I'm sure there are people out there who rely
on the leather awl to get them through another
day of selling cheap bodices to Ren Faire attendees,
but they've got to be in the minority. So why
the ubiquity of what most people probably think of
as "The Mystery Tool"? D+
This is handy. I think there are more people out there
who use their SWAs to pop open a refreshing, domestically-produced
brew than use the leather awl, fish scaler, and toothpick combined.

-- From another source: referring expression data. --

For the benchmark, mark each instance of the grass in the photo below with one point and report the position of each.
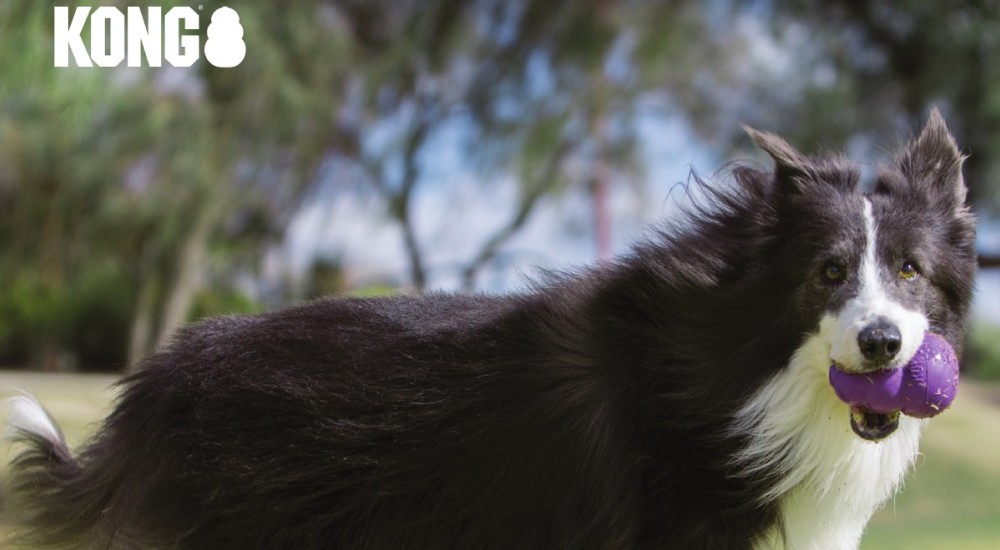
(951, 500)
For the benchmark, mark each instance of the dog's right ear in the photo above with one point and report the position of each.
(787, 160)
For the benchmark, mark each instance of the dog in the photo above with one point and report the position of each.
(676, 397)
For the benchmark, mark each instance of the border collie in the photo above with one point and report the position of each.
(674, 398)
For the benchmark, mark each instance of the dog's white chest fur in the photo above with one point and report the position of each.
(832, 480)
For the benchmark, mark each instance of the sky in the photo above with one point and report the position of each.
(351, 226)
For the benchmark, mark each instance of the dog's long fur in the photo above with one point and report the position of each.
(669, 399)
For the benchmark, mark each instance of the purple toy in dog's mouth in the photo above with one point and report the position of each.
(922, 388)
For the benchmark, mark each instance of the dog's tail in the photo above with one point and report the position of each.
(46, 502)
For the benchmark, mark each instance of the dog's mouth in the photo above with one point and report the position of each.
(873, 425)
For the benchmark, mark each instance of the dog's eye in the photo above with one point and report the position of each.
(909, 271)
(833, 273)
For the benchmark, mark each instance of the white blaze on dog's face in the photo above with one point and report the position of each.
(873, 330)
(873, 271)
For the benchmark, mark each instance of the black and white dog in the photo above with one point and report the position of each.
(674, 398)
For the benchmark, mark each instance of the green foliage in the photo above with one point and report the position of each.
(983, 354)
(226, 301)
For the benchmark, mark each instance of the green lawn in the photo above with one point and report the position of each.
(951, 500)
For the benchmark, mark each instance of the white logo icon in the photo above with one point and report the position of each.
(117, 37)
(225, 46)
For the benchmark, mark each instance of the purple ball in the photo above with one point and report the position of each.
(930, 380)
(878, 391)
(922, 388)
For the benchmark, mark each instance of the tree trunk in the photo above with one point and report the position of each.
(188, 277)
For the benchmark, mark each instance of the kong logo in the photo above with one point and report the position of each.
(117, 37)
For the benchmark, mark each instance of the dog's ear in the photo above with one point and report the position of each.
(787, 160)
(933, 161)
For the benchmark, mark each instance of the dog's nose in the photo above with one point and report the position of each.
(880, 341)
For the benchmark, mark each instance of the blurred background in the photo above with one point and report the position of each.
(368, 147)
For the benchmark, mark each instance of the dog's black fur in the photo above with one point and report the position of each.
(590, 412)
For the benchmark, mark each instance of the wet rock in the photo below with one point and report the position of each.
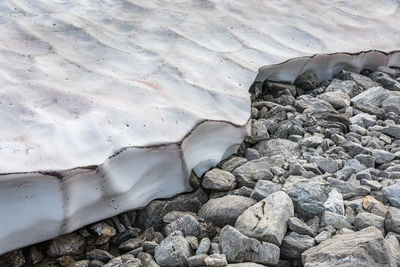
(69, 244)
(219, 180)
(225, 210)
(190, 225)
(240, 248)
(173, 251)
(363, 248)
(294, 244)
(267, 220)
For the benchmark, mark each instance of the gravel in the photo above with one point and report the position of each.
(317, 182)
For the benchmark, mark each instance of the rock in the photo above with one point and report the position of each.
(338, 100)
(98, 254)
(225, 210)
(365, 219)
(197, 260)
(216, 260)
(334, 203)
(154, 212)
(173, 251)
(174, 215)
(307, 81)
(232, 163)
(240, 248)
(259, 131)
(392, 220)
(294, 244)
(267, 220)
(392, 130)
(69, 244)
(249, 173)
(204, 246)
(103, 229)
(373, 96)
(363, 248)
(300, 227)
(219, 180)
(147, 260)
(392, 193)
(308, 200)
(264, 188)
(190, 225)
(338, 221)
(282, 148)
(382, 156)
(125, 260)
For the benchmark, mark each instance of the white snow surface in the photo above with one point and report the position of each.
(106, 105)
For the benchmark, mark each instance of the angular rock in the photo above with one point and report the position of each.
(219, 180)
(225, 210)
(267, 220)
(173, 251)
(240, 248)
(264, 188)
(363, 248)
(294, 244)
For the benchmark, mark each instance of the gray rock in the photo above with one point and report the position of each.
(174, 215)
(373, 96)
(216, 260)
(219, 180)
(308, 200)
(334, 203)
(363, 248)
(153, 213)
(69, 244)
(278, 147)
(204, 246)
(392, 193)
(249, 173)
(147, 260)
(197, 260)
(259, 132)
(382, 156)
(392, 220)
(232, 163)
(240, 248)
(336, 220)
(264, 188)
(365, 219)
(225, 210)
(338, 100)
(98, 254)
(173, 251)
(125, 260)
(294, 244)
(267, 220)
(307, 81)
(392, 130)
(300, 227)
(190, 225)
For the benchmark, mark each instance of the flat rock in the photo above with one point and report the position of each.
(225, 210)
(267, 220)
(363, 248)
(240, 248)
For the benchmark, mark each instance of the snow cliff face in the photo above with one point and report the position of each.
(106, 105)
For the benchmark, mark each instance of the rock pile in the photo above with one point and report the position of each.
(316, 184)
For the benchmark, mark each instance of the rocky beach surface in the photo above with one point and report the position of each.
(316, 184)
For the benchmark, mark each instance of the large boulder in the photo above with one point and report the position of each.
(267, 220)
(363, 248)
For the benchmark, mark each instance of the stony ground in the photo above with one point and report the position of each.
(317, 184)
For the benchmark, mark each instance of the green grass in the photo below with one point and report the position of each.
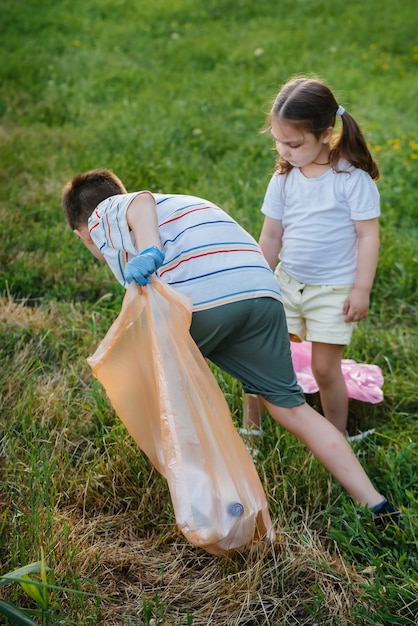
(172, 95)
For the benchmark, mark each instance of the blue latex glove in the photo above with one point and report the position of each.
(145, 263)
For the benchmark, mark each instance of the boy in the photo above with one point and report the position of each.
(238, 320)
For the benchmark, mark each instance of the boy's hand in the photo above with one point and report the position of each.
(145, 263)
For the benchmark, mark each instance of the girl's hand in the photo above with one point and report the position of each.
(356, 306)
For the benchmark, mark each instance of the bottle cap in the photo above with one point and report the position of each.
(235, 509)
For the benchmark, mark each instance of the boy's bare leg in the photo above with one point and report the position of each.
(253, 410)
(326, 368)
(330, 447)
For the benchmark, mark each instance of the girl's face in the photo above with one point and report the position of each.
(298, 147)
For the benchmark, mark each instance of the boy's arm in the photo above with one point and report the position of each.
(270, 240)
(357, 304)
(142, 219)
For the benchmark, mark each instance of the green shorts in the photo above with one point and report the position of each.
(249, 340)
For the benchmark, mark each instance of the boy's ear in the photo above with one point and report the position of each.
(83, 234)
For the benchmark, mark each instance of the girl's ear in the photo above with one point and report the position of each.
(327, 134)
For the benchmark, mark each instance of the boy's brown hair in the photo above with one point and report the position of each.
(85, 191)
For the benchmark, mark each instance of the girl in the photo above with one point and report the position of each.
(321, 219)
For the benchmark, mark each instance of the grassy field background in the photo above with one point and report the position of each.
(172, 95)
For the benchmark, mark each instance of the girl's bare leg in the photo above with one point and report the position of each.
(330, 447)
(253, 410)
(326, 368)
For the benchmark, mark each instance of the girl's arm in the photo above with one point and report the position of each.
(357, 304)
(142, 220)
(270, 240)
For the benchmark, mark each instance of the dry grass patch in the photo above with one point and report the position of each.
(268, 585)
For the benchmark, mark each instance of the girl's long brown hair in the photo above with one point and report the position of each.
(310, 105)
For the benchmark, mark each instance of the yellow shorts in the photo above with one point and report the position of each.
(315, 312)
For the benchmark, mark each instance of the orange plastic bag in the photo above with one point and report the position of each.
(164, 392)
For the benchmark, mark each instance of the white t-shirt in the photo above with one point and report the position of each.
(208, 256)
(319, 243)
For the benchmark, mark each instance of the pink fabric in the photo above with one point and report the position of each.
(364, 382)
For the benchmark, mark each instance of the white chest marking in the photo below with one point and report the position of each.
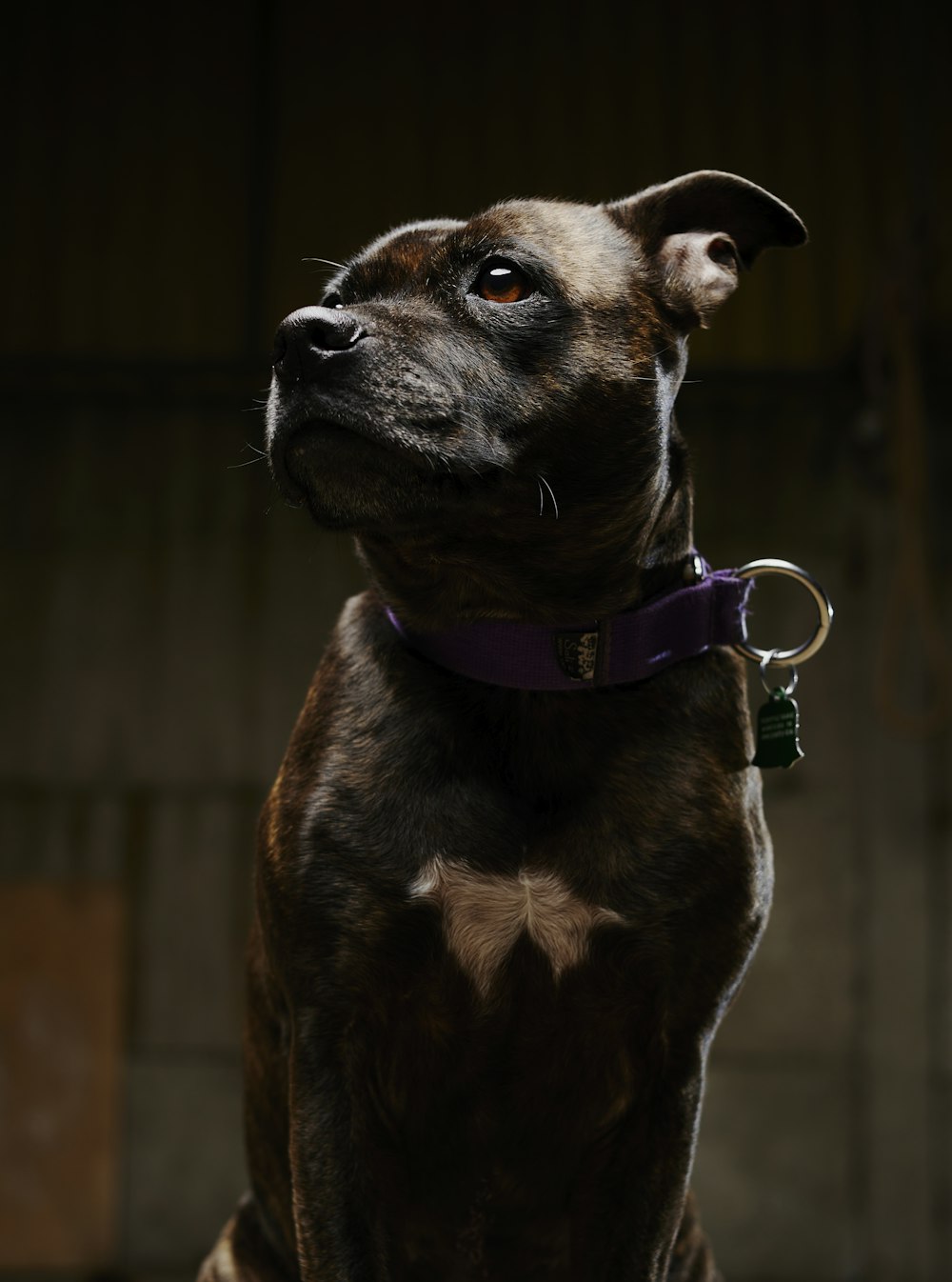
(485, 914)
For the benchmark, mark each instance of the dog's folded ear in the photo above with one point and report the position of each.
(700, 230)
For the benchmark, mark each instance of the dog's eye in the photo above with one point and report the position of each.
(503, 282)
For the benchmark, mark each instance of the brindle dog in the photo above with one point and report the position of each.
(496, 930)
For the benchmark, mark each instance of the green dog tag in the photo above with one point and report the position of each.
(778, 731)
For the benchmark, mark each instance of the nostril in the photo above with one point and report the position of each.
(336, 331)
(307, 340)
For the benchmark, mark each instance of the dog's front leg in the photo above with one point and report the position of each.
(636, 1201)
(243, 1252)
(333, 1211)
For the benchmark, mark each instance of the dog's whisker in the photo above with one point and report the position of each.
(552, 492)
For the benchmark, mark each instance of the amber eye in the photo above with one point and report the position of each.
(503, 282)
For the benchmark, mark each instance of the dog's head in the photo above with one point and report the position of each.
(459, 378)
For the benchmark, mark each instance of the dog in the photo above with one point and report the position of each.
(496, 927)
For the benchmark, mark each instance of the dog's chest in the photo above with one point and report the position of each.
(485, 914)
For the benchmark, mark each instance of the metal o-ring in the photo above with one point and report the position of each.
(824, 610)
(791, 681)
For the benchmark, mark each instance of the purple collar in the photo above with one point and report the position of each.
(629, 647)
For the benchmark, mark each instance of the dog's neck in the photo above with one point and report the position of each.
(589, 562)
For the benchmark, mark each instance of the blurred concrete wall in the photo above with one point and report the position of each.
(168, 170)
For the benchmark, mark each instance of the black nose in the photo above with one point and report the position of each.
(307, 337)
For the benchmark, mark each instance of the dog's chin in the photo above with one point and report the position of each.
(356, 482)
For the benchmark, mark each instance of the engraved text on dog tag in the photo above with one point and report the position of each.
(778, 731)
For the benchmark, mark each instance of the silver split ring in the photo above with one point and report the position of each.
(824, 610)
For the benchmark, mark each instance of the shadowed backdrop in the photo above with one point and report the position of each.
(170, 172)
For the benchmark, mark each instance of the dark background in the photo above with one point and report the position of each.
(167, 170)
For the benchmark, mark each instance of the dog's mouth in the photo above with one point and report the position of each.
(351, 473)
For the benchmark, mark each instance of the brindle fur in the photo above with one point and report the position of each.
(407, 1119)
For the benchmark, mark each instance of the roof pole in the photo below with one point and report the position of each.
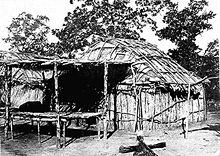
(8, 75)
(57, 104)
(187, 113)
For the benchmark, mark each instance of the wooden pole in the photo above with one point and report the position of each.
(38, 131)
(57, 104)
(136, 127)
(204, 103)
(187, 113)
(115, 109)
(105, 99)
(8, 74)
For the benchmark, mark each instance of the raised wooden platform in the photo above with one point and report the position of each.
(60, 119)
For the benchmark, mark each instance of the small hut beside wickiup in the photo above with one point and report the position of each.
(151, 91)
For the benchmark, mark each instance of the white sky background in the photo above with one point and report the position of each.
(56, 10)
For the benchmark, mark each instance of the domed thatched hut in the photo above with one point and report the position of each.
(133, 83)
(151, 89)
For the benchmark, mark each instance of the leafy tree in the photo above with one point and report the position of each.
(28, 34)
(182, 28)
(107, 19)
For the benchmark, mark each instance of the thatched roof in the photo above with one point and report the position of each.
(150, 63)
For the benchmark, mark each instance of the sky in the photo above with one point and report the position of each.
(56, 10)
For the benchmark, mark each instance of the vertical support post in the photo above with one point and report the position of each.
(98, 120)
(187, 113)
(8, 74)
(204, 104)
(115, 109)
(136, 127)
(57, 104)
(12, 133)
(105, 99)
(38, 131)
(64, 132)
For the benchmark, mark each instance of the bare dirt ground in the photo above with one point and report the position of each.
(203, 140)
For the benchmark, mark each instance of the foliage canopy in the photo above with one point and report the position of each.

I can never find my regular bottle opener anyway; I think it's built
into a spatula or a cheese grater somewhere in my kitchen,
but I can never remember where, so this is a great thing
to have even at home. A
The blade defines a Swiss Army Knife. It's right there in
the name: "Knife." Even if you don't use the blades, without them
the tool becomes a "Swiss Army Multi-Function Utility
Thinger," which lacks panache. At the same time, the
blade unnerves me. It doesn't lock in place, and it closes
with such a resolute snap that I don't think I've ever put the
blade away without some over-imaginative portion of my
mind (The Stephen King Lobe) picturing my poor, unprotected
finger trapped like a chicken neck under a hatchet. Maybe
that's why they make them out of stainless steel. B+
I love this. It's so European. I picture a survivalist sommelier,
living off the land, with only a bold yet elegant Bordeaux
and maybe a light Chardonnay to keep body and spirit together.
And it makes picnics so picnicky. A
This seems like padding. "What the hell, let's
tuck a shard of plastic into the case and call it a toothpick.
Now we can say it has ten different functions without having
to count 'ballast.'" It's not like it's tough to improvise
a toothpick from natural materials, if you're not fastidious.
And if you are fastidious, you're probably not going to be
too big on the idea of a re-usable toothpick that's been hanging
out in someone's pocket, no matter how neatly tucked away it is.